Avant de dégager ceux des points du premier tour de scrutin qui commandent à très court et à plus long terme l’avenir politique français, il est capital de marquer les dominantes de cette consultation. C’est un scrutin révélant une volonté populaire (cette importante participation que n’avaient su pressentir ni les médias, ni les sondeurs, ce qui atteste bien de la difficulté de la classe politique de ressentir l’état des sensibilités du pays) de se mobiliser largement pour exprimer des rejets et, pour le moins, des réserves et des désenchantements : rejet à un titre ou un autre, justifié ou non, du président sortant ( ce qui ne veut pas dire qu’il ne peut rebondir) ; rejet par tout le monde du « capitalisme financier » (sans qu’on sache bien ce qu’il y a derrière ces mots, ni par quoi le remplacer) ; clair rejet par un tiers au moins de l’électorat de l’euromondialisation qui totalise contre elle les électorats de l’extrême gauche, du FG, de DLR, du FN ; absence de succès des candidats les plus europhiles (Bayrou, Joly) ; grande réserve de la campagne sur les thèmes positifs européens ; et pour le moins appréciation critique de l’Europe par les partis de gouvernement eux-mêmes (et promoteurs du traité de Lisbonne !) , puisque le leader du parti sortant a longuement énoncé tout ce qu’il n’a pas réussi à faire dans l’U.E. et que le favori a indiqué qu’il fallait en renégocier certains aspects.
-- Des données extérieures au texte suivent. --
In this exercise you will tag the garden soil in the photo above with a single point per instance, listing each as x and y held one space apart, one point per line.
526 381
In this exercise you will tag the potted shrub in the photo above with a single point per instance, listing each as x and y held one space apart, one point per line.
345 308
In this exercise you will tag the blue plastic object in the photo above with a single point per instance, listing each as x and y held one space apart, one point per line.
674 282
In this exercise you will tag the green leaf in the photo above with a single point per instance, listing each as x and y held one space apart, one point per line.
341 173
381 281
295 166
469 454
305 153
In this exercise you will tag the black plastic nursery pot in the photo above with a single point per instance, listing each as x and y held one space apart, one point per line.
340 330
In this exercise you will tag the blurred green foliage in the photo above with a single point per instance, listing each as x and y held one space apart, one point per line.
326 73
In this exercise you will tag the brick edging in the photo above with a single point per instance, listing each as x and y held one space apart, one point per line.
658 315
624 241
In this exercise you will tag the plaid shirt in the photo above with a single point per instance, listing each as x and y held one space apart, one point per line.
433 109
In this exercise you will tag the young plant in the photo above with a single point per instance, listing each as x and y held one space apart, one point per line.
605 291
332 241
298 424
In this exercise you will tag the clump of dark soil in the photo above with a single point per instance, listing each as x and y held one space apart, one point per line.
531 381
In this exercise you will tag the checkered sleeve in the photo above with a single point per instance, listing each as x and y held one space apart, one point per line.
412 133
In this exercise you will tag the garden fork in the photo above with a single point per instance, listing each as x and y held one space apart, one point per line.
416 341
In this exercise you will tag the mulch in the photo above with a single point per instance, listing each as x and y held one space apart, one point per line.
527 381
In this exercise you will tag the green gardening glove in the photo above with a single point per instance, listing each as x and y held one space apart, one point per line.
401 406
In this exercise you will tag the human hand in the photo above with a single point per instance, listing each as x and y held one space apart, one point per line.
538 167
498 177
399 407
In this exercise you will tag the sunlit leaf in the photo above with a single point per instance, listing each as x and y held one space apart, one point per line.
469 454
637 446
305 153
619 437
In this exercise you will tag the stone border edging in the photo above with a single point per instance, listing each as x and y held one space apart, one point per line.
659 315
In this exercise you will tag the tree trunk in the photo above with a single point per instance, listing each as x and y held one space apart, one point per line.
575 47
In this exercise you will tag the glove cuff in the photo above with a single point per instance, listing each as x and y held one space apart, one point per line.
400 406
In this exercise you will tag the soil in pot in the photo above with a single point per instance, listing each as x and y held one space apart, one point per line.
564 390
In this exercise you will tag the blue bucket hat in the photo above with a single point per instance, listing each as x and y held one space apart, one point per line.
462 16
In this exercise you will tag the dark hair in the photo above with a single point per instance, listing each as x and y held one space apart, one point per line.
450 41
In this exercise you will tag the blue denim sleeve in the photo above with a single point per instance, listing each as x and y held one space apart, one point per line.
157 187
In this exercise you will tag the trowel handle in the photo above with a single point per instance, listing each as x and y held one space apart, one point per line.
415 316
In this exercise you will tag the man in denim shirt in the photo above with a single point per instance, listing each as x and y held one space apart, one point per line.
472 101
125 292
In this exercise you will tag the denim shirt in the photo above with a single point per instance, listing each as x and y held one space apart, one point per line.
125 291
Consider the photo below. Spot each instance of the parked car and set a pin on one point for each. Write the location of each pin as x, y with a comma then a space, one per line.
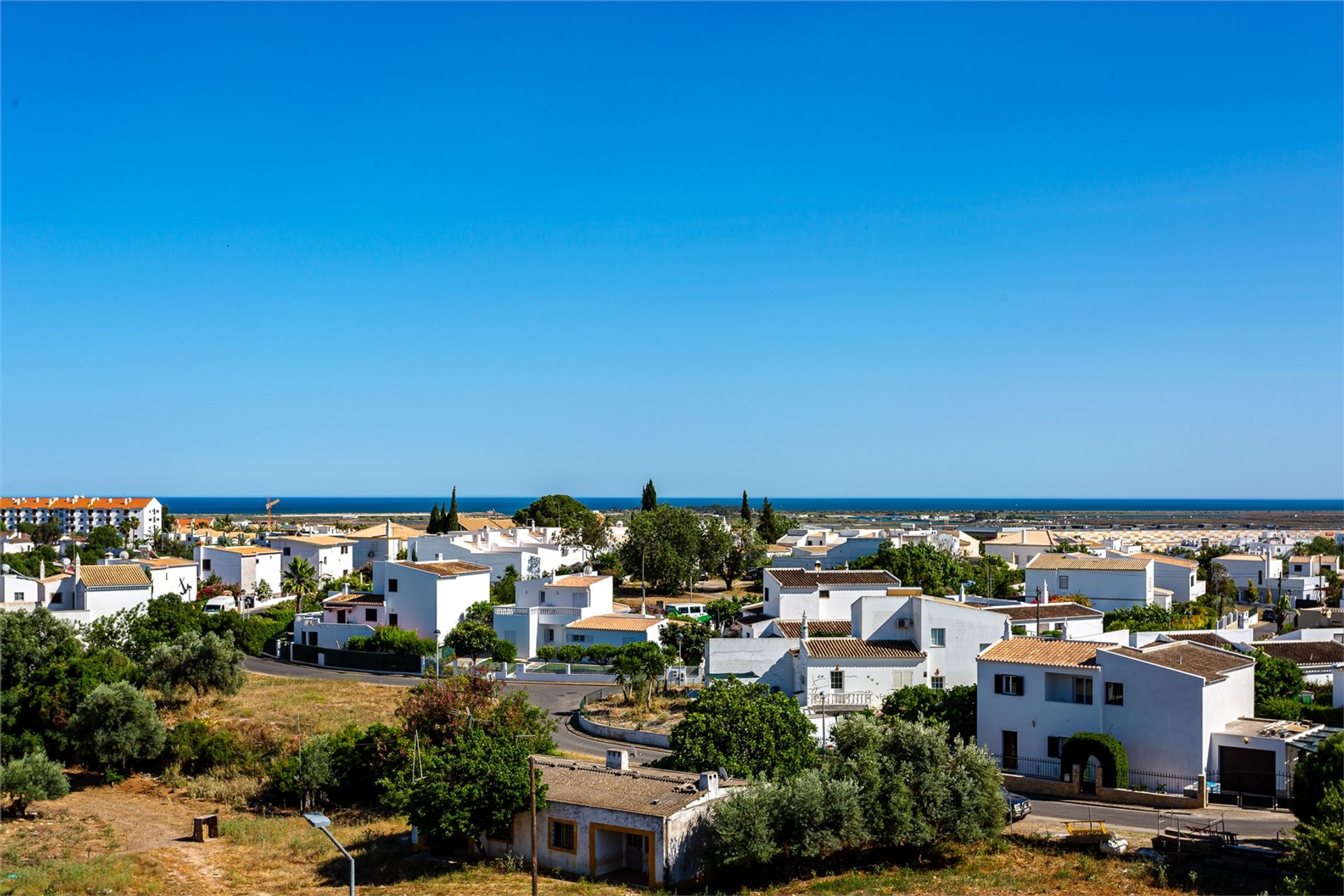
1018, 806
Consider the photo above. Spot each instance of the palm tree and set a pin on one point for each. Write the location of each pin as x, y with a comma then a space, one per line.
300, 578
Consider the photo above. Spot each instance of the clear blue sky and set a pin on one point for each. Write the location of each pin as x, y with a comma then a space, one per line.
848, 250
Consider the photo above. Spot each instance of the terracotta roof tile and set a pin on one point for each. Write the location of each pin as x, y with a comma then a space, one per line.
1043, 652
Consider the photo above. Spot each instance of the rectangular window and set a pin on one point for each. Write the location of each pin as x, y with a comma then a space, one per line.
564, 836
1082, 691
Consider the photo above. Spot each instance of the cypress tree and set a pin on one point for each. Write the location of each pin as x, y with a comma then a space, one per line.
766, 527
451, 524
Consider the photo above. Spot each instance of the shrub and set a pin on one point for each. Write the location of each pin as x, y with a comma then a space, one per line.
33, 778
118, 723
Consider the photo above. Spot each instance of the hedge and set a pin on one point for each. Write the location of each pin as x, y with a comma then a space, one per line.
1109, 752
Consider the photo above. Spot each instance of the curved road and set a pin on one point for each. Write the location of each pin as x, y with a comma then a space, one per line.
559, 700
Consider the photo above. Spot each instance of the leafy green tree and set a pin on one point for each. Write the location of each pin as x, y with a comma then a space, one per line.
920, 564
102, 539
482, 612
470, 789
746, 729
503, 652
1276, 679
118, 723
771, 526
666, 543
917, 789
504, 590
300, 580
552, 510
1316, 855
472, 638
452, 523
745, 551
687, 638
202, 663
33, 778
723, 612
588, 532
715, 545
955, 708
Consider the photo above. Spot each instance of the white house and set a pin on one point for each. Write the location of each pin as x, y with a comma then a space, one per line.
245, 566
168, 575
330, 555
617, 629
1177, 575
822, 594
1164, 703
83, 514
1073, 621
1109, 583
15, 543
425, 598
1260, 570
384, 542
1021, 547
606, 821
531, 551
543, 608
94, 592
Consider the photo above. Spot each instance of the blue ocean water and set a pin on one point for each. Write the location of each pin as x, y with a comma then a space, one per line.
869, 505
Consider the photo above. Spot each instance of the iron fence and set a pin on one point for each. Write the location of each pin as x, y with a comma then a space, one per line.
1028, 767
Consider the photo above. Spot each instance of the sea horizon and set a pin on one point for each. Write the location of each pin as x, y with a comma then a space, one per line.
245, 505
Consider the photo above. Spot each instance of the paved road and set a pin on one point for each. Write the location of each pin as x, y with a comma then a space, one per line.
559, 700
1259, 825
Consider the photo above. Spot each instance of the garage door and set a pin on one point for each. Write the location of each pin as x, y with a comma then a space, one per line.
1247, 771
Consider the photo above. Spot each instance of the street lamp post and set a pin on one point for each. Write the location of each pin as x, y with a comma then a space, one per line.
531, 773
321, 822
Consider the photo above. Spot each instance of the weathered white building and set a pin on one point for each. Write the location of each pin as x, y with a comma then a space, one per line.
543, 608
1109, 583
1164, 703
245, 566
606, 821
420, 597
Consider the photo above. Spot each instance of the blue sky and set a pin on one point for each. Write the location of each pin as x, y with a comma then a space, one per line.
889, 250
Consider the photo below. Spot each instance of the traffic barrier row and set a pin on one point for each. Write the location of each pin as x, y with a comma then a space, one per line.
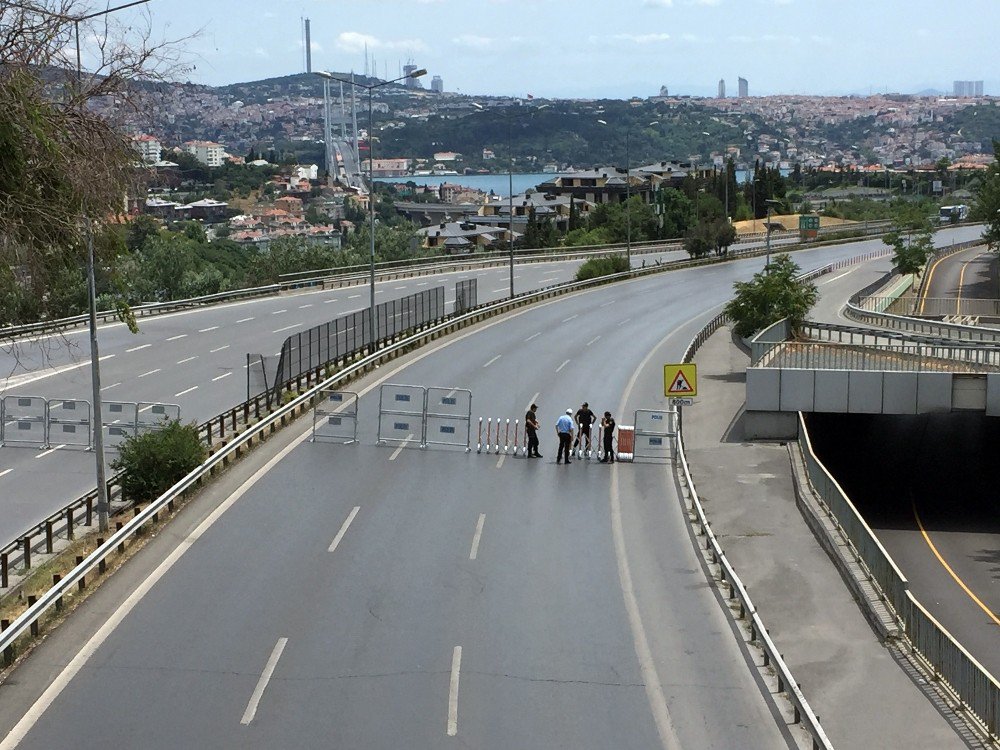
38, 421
Encore qu’il faille noter que le plus conformiste de tous en matière européenne, n’ayant pas fait de grands pas dans le sens des changements nécessaires de principes (sur la précaution au lieu de l’ouverture commerciale ; sur le rôle de la BCE vis à vis des États) est F. Hollande et qu’il pourrait encore payer bien cher cette part d’immobilisme…

Cette soirée de scrutin a aussi bien mis une fois de plus à jour le paradoxe entre de grandes convergences d’opinions et une France en morceaux. Les convergences sont faites des défiances à l’égard du système mondial de globalisation financière et de libéralisation des échanges, faites également d’appréciations critiques ou colériques envers ceux qui malmènent la France, comportent enfin ce tronc commun d’appels à moins d’injustices et à plus de morale collective. Pour autant, elle est néanmoins vive la confrontation entre les manifestations de joie lepeniste (pour une razzia électorale sans butin politique… à moins que…) et , derrière les apparences, ces inquiétudes réelles - pour leur sort et sur le fond – que ressentent les deux camps en bien incertaine compétition, et la confrontation aussi entre les "rassurismes" des finalistes avec ces grandes tristesses de ceux (écologistes, gaullistes, militants de gauche) qui ne sont pas parvenus à faire entendre assez leurs messages. Quelle peut être alors le bénéficiaire au second tour (et ensuite…) de ces rejets, réserves, désenchantements et explosions ?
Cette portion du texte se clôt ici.